Parsing with ruby - ruby

I am new to ruby and I have a school project were I am parsing a xml file and need to get data after certain tags. I can only use core ruby. No gems
pFile = File.open("myfile.mzML", "r")
regmsLvl = "ms level\" value=\""
pFile.each_line { |line|
scn = line.scan(/#{regmsLvl}(\d)/)
#what I want to do but doesn't work
if scn == 1
puts("Got it!")
end
#what I have to do to compare if == 1
if scn != nil
scn.each do |val|
if val[0].to_i == 1
puts("Got it!")
end
end
end
}
# a sample line that I am parsing is:
<cvParam cvRef="MS" accession="MS:1000511" name="ms level" value="1" />
This seems silly.
line.scans out put makes scn a 2d array. How can I just have it be a string that gets overridden each pass. Or how should I change this whole thing. Any suggestions are appreciated.

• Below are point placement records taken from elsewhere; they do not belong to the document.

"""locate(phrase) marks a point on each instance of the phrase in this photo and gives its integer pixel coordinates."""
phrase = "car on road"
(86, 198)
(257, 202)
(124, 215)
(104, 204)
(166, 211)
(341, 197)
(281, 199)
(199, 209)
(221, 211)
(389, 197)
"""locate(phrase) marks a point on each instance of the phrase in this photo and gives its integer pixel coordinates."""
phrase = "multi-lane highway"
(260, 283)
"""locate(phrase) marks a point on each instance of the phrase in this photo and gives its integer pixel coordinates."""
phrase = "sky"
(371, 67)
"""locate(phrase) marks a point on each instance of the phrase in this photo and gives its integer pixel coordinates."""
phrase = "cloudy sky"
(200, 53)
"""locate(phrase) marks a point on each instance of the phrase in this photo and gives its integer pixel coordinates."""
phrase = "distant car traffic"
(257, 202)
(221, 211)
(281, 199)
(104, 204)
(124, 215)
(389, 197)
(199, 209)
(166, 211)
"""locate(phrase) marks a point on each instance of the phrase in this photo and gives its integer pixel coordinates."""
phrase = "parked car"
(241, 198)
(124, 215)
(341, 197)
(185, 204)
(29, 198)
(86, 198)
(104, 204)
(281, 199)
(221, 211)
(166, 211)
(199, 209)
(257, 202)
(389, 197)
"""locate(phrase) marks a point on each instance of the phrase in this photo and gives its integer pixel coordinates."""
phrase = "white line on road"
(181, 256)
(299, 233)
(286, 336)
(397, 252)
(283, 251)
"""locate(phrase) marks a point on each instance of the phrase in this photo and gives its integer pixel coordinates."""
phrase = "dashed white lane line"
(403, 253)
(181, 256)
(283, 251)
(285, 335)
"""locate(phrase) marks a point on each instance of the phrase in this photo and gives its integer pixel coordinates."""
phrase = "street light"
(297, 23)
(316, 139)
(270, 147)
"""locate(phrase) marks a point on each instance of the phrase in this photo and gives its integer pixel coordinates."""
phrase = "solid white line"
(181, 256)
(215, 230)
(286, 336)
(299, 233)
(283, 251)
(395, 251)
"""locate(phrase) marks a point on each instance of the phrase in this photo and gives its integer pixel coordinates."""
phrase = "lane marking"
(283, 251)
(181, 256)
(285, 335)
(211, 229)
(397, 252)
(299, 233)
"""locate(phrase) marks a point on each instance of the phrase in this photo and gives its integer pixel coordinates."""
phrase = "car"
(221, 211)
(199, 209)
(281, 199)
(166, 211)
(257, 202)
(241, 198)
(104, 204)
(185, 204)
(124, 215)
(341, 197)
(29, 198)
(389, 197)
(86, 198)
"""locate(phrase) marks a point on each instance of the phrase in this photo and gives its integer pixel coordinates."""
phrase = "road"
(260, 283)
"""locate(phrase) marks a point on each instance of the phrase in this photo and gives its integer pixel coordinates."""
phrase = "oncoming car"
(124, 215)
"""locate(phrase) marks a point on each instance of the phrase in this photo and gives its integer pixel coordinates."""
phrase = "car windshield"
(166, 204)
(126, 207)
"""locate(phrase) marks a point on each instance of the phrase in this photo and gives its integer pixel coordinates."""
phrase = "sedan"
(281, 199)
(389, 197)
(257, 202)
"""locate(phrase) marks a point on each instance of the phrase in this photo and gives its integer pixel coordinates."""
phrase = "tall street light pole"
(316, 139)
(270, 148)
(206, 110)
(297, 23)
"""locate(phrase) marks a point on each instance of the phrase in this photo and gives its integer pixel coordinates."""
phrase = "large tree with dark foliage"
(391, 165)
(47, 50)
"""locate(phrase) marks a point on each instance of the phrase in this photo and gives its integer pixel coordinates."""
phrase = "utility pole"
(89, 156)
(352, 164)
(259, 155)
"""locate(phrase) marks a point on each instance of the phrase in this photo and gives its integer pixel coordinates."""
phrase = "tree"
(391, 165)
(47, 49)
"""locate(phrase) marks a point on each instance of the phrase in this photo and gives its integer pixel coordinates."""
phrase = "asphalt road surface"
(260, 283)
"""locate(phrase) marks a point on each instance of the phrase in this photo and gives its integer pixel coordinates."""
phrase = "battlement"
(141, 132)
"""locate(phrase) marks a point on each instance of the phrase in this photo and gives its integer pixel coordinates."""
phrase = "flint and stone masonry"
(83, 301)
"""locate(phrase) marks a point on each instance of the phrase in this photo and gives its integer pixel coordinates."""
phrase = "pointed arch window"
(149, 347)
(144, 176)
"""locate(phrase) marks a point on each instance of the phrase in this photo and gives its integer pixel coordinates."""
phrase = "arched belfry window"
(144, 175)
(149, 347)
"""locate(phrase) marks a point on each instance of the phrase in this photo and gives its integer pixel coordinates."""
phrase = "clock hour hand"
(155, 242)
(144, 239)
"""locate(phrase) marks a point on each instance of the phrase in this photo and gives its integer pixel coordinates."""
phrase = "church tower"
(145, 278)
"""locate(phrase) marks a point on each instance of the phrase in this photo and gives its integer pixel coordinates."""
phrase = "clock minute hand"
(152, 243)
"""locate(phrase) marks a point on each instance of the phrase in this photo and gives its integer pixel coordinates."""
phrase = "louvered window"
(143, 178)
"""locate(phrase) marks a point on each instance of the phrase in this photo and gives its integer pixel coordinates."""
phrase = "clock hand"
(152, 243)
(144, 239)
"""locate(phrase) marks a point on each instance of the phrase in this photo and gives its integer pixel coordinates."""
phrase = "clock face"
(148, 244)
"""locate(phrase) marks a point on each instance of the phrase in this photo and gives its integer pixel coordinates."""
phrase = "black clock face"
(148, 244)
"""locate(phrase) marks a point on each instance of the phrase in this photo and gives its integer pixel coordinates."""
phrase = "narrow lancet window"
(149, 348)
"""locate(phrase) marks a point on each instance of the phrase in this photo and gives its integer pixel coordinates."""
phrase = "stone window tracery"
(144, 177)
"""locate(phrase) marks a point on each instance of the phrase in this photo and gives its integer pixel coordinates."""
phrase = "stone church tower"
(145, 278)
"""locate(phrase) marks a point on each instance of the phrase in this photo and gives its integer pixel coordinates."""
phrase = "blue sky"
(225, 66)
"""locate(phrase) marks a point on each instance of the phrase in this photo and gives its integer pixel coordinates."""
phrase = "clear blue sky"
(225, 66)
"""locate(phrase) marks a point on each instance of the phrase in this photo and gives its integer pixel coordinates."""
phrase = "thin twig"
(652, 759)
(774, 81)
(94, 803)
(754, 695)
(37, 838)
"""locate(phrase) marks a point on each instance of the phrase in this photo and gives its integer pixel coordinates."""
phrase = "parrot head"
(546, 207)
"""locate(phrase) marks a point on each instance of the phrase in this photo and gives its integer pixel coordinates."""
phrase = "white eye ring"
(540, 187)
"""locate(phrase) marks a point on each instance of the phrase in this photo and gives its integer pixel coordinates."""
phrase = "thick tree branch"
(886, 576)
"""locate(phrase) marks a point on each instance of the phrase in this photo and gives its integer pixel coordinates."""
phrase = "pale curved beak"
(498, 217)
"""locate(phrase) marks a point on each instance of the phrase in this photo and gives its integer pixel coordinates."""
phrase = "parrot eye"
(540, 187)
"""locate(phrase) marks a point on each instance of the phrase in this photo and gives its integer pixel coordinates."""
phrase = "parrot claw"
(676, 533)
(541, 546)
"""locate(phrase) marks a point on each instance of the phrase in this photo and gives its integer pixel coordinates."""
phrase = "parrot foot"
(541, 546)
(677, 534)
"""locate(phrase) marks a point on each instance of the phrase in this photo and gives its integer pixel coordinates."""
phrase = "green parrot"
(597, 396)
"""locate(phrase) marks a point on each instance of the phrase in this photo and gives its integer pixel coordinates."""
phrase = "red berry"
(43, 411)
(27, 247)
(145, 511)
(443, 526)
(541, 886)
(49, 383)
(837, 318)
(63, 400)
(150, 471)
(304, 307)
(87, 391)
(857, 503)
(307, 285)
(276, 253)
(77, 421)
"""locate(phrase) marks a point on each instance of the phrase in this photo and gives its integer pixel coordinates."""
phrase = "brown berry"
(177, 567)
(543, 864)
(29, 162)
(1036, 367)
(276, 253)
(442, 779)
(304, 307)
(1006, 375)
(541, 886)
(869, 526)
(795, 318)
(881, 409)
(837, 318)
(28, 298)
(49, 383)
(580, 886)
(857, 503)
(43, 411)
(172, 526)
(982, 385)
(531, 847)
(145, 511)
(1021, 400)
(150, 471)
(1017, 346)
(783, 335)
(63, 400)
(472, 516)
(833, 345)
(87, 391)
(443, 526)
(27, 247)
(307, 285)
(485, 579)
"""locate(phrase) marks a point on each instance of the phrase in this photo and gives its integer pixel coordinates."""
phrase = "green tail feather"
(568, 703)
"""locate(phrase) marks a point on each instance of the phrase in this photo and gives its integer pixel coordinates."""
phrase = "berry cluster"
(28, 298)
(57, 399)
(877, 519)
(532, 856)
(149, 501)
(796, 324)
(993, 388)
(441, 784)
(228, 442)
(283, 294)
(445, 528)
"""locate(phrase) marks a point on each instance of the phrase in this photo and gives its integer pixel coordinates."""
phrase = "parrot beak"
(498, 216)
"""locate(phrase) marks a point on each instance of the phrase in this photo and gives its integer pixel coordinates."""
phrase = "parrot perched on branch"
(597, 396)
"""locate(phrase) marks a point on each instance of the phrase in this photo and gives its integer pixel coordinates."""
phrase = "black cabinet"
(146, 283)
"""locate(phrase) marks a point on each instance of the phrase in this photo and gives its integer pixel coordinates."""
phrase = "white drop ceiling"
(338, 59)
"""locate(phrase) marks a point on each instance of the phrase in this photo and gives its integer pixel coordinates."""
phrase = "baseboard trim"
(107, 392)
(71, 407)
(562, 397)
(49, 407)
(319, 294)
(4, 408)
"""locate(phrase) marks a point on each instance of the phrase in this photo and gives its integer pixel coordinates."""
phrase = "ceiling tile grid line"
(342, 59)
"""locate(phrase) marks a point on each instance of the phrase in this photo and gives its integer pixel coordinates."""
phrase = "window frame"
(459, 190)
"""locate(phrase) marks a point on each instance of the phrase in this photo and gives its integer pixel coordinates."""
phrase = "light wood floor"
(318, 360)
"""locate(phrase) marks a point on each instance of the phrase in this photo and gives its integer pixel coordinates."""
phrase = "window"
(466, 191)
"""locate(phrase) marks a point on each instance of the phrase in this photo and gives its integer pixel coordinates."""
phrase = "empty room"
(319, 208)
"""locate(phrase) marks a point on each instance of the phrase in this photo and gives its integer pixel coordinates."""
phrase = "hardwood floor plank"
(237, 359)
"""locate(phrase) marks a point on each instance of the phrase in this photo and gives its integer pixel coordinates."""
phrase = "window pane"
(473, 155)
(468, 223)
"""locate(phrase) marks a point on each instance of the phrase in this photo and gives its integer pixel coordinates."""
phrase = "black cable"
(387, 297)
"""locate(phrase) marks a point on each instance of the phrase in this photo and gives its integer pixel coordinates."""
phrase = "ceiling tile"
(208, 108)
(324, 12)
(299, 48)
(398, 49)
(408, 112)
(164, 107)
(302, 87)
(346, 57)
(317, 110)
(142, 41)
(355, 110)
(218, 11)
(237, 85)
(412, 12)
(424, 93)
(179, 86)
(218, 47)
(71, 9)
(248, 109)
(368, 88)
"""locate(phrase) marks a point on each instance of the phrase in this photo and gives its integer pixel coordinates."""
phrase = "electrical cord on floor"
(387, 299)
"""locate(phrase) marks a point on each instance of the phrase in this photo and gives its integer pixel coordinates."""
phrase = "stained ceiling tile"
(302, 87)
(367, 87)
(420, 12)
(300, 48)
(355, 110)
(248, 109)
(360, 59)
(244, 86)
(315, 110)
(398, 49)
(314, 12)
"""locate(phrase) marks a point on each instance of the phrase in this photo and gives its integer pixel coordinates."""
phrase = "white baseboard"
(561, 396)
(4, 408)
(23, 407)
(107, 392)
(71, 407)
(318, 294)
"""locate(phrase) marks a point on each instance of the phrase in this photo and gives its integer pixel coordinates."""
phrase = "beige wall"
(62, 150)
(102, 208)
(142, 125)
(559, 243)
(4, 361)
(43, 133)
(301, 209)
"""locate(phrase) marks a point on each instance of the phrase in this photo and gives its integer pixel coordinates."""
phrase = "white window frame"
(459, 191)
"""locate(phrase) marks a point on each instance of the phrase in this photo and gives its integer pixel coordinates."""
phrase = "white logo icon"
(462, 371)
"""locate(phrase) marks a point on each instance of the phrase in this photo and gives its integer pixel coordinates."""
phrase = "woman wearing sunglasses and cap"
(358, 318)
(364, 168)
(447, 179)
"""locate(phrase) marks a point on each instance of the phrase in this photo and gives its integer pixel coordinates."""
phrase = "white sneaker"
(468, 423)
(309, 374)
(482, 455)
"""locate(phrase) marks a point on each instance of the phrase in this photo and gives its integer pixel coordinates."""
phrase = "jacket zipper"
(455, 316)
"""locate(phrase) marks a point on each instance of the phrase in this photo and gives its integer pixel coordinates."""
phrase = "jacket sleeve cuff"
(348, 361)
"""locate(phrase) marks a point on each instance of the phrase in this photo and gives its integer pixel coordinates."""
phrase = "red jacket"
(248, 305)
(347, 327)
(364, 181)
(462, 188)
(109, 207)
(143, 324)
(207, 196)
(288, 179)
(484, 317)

puts(scn) prints out the 1 but if I do scn == 1 or scn.to_i == 1 it never gets into the if. I have tried scn.pop and scn.pop.pop
I have added a section to show what I am trying to do now.
I need to check the ms level: if 1 then get scan start time and then the binary. This is the code that I am now working with.
xmlfile = File.new("afile.mzML")
xmldoc = Document.new(xmlfile)
root = xmldoc.root
puts "Root element : " + root.attributes["xmlns"]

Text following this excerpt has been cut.